British ship-owner, explorer and mountaineer (1850–1919)

Frederick Gardiner (1850–1919) was a British ship-owner, explorer and mountaineer. A pioneer of mountaineering without guides, he made the first ascent of the 5642 m Mount Elbrus and carried out a large number of other climbs in the Alps and the Caucasus.

==Biography==
Gardiner was born on 22 August 1850 in the Liverpool suburbs, the son of George Neish Gardiner, a wealthy merchant and ship-owner.

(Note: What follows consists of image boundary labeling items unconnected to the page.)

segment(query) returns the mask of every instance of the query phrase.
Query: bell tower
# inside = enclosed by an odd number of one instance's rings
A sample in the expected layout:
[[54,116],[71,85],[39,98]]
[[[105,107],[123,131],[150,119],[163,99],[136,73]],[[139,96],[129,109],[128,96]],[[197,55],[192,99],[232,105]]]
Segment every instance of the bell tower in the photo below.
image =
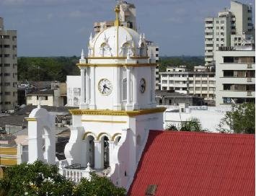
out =
[[[163,128],[155,100],[155,59],[147,55],[144,34],[122,27],[119,5],[115,26],[90,35],[82,50],[81,101],[71,110],[73,128],[65,148],[69,164],[109,169],[115,184],[128,187],[149,130]],[[130,184],[129,184],[130,183]]]

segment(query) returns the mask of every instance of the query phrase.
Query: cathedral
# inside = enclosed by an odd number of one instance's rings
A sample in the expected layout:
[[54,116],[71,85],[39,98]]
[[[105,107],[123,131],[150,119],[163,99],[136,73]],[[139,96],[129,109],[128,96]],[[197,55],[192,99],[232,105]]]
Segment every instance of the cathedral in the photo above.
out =
[[[89,177],[89,172],[94,171],[128,190],[149,130],[163,128],[165,108],[156,107],[157,63],[153,55],[148,56],[145,35],[121,26],[119,5],[115,12],[114,26],[90,35],[87,58],[81,52],[77,64],[81,79],[81,104],[79,109],[70,110],[73,123],[64,150],[66,159],[59,165],[61,172],[76,182],[82,177]],[[30,125],[32,130],[45,128],[47,122],[52,121],[33,121],[39,113],[52,119],[43,110],[37,108],[31,113],[27,119],[29,130]],[[43,128],[48,135],[43,137],[45,151],[39,149],[35,156],[29,156],[30,162],[38,157],[54,162],[54,144],[50,142],[54,135],[49,130],[50,128]],[[40,148],[36,146],[40,144],[33,139],[37,136],[31,134],[29,148]]]

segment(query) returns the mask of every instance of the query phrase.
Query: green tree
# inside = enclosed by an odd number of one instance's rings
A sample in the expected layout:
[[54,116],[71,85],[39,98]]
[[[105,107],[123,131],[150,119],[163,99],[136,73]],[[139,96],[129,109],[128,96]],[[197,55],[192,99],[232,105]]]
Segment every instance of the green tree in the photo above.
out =
[[193,117],[190,120],[181,123],[180,131],[204,132],[206,130],[203,129],[200,120]]
[[125,195],[107,178],[92,174],[92,180],[82,179],[76,184],[58,173],[58,168],[37,161],[7,168],[0,179],[0,196]]
[[[227,125],[235,133],[255,133],[255,104],[234,104],[220,124]],[[226,130],[220,130],[226,133]]]

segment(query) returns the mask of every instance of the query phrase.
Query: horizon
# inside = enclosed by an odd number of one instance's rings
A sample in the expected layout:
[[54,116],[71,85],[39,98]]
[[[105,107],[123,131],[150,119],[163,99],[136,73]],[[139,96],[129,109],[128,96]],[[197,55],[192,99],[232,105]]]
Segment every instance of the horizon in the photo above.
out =
[[[136,7],[138,32],[159,45],[162,57],[204,56],[204,18],[230,7],[229,0],[128,1]],[[255,1],[239,2],[251,3],[255,12]],[[79,56],[93,23],[114,19],[115,5],[112,0],[3,0],[0,17],[5,30],[17,30],[19,57]]]

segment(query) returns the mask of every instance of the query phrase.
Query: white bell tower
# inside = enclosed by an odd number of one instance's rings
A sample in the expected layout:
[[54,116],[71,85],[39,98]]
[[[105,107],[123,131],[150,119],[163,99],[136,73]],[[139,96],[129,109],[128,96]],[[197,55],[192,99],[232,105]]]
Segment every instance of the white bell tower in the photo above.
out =
[[73,128],[65,155],[69,164],[109,169],[115,184],[128,188],[149,130],[163,128],[164,107],[155,100],[155,59],[147,56],[145,35],[120,26],[91,35],[88,57],[81,52],[80,108],[70,110]]

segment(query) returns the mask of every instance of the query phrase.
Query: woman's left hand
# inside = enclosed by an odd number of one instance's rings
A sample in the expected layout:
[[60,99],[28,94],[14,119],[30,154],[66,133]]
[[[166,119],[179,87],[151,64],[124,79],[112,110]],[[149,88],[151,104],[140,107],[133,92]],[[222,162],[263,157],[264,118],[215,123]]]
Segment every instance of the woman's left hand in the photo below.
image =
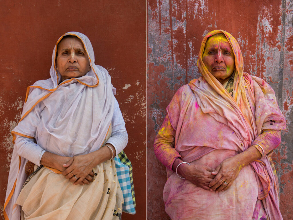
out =
[[67,168],[62,174],[74,185],[83,185],[83,181],[89,184],[88,181],[85,180],[88,179],[88,176],[96,166],[93,161],[90,154],[74,156],[63,165],[63,167]]
[[228,189],[238,176],[241,170],[240,164],[235,157],[226,159],[218,166],[212,174],[216,175],[209,185],[210,190],[218,193]]

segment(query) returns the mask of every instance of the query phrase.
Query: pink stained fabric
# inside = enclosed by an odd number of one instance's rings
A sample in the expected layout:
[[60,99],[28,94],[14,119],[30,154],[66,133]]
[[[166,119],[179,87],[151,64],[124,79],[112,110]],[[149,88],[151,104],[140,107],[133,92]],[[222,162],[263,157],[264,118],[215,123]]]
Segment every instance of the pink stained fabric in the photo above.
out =
[[[225,34],[235,57],[233,97],[209,72],[202,59],[207,38],[219,33]],[[217,30],[207,35],[202,43],[198,65],[202,76],[179,89],[167,108],[168,119],[176,131],[175,149],[183,161],[215,168],[227,155],[231,157],[247,149],[262,131],[285,129],[285,119],[273,91],[262,79],[243,73],[239,45],[231,34]],[[168,123],[164,122],[158,136],[164,133],[172,136],[166,130]],[[173,156],[167,161],[163,153],[159,152],[161,147],[156,147],[161,146],[158,136],[155,152],[159,159],[166,161],[164,164],[171,168],[176,154],[169,150]],[[206,219],[200,213],[205,213],[207,219],[233,219],[229,216],[233,216],[235,219],[254,219],[253,215],[256,216],[253,213],[255,208],[260,207],[259,203],[255,205],[258,199],[270,219],[282,219],[276,180],[269,159],[265,155],[259,161],[241,170],[233,187],[217,194],[179,179],[169,169],[164,192],[165,210],[172,219]],[[233,199],[234,202],[223,202]],[[209,204],[211,203],[212,205]],[[227,208],[223,209],[223,206]]]

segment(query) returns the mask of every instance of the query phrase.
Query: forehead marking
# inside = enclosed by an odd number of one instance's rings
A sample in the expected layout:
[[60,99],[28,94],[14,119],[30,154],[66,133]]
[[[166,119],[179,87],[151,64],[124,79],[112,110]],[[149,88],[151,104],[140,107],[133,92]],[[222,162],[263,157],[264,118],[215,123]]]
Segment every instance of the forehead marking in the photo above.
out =
[[[73,38],[73,44],[72,45],[72,38]],[[75,52],[74,50],[74,37],[71,38],[71,57],[73,58],[74,57]]]

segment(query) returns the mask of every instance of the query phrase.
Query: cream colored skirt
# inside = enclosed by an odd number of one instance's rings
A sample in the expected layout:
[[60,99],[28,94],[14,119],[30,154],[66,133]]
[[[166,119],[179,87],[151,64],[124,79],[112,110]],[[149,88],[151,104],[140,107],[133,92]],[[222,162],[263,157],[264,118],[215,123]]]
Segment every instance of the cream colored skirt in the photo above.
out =
[[99,164],[89,185],[74,185],[42,167],[22,190],[22,219],[121,219],[123,196],[113,160]]

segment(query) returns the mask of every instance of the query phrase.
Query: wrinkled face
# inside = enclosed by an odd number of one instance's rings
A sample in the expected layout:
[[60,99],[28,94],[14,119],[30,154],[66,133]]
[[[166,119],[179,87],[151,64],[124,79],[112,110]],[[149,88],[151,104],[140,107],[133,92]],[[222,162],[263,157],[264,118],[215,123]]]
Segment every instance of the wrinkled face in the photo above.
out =
[[56,69],[61,75],[62,82],[84,76],[91,70],[88,57],[78,38],[73,36],[62,40],[57,54]]
[[224,84],[234,71],[235,60],[232,48],[224,36],[210,37],[205,43],[202,61],[208,70]]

Frederick Gardiner made his living as a ship-owner, he married Alice Evans of Warrington in 1881 and together they had four children. He died on 28 March 1919, aged 68, leaving an estate of £56,128 (about £3.5 million in 2022).

==Alpinism==
Gardiner was introduced to mountaineering, in Snowdonia, by his father at the age of eleven, his first alpine ascent was made in 1869 when he ascended Monte Rosa.

The following year, with Lucy Walker and her father, he climbed the Matterhorn, the first ascent by a woman and only five years after Whymper had first ascended the mountain.

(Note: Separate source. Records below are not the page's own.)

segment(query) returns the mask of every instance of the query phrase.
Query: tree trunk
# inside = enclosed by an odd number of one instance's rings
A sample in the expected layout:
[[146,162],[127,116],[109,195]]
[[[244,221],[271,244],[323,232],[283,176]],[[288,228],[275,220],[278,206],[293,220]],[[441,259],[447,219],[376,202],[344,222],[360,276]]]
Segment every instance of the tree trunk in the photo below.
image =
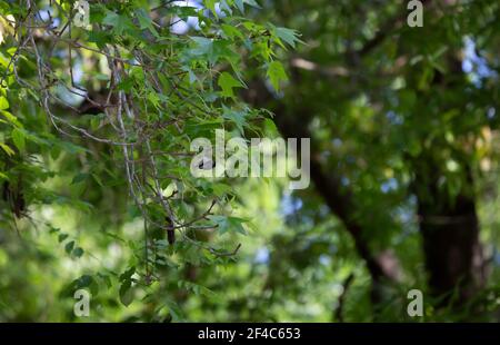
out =
[[426,175],[422,170],[416,171],[429,288],[433,296],[443,297],[442,305],[450,302],[462,305],[483,280],[479,220],[471,191],[473,179],[470,168],[466,169],[464,187],[456,196],[438,186],[439,172],[429,176],[429,169],[426,169]]

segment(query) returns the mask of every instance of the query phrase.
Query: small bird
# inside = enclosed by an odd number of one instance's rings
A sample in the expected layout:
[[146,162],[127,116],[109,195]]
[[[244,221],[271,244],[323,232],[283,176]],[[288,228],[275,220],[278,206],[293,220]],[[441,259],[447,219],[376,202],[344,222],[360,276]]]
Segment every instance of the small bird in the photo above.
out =
[[167,239],[169,245],[173,245],[176,243],[176,230],[173,229],[172,219],[169,216],[164,217],[164,219],[167,220],[167,227],[170,228],[167,230]]

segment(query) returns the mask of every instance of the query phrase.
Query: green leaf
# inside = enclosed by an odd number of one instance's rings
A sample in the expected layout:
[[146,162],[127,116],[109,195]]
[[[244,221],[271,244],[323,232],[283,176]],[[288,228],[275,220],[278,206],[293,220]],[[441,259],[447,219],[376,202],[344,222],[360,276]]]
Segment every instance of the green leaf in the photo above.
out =
[[247,231],[242,226],[243,223],[247,223],[246,219],[227,216],[210,216],[209,219],[216,223],[221,235],[228,231],[237,231],[239,234],[247,235]]
[[18,128],[14,128],[11,132],[12,136],[12,141],[16,145],[16,147],[20,150],[23,151],[24,147],[26,147],[26,138],[24,138],[24,132],[21,131]]
[[221,95],[223,97],[234,97],[233,88],[244,88],[244,86],[237,79],[234,79],[230,73],[222,72],[217,82],[221,89]]
[[243,126],[247,124],[246,120],[247,112],[233,110],[227,108],[226,106],[222,106],[222,110],[223,110],[222,112],[223,118],[232,121],[237,126],[239,132],[243,135]]
[[113,32],[116,34],[122,34],[124,30],[133,29],[133,23],[128,17],[120,16],[111,11],[106,14],[102,22],[107,26],[113,27]]
[[289,43],[292,48],[296,48],[296,42],[299,40],[299,33],[296,30],[287,28],[274,28],[274,34],[280,39]]
[[236,6],[238,7],[238,10],[240,10],[241,13],[244,14],[244,3],[260,9],[259,3],[257,3],[256,0],[234,0]]
[[141,29],[148,29],[156,38],[159,38],[157,29],[152,24],[151,18],[148,16],[144,9],[139,9],[137,12],[137,19],[139,20],[139,27]]
[[272,61],[269,63],[268,67],[268,78],[271,81],[272,87],[274,90],[280,89],[280,82],[288,80],[287,72],[283,69],[283,66],[281,62]]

He made the first ascent of Mount Elbrus with F. Crauford Grove, Horace Walker and the guide Peter Knubel of St. Niklaus in 1874 and it was also in 1874 that he first joined forces with Charles and Lawrence Pilkington, the cousins of his future wife. He regularly hired Peter Knubel as his guide, Knubel was with him on Elbrus and they had made the first ascents of Les Rouies and the Roche Faurio together before that. Knubel was also with Gardiner on the first ascent of the west ridge of Mont Collon in 1876, the other member of the Mont Collon party was Arthur Cust who had made the first guideless ascent of the Matterhorn only two weeks beforehand.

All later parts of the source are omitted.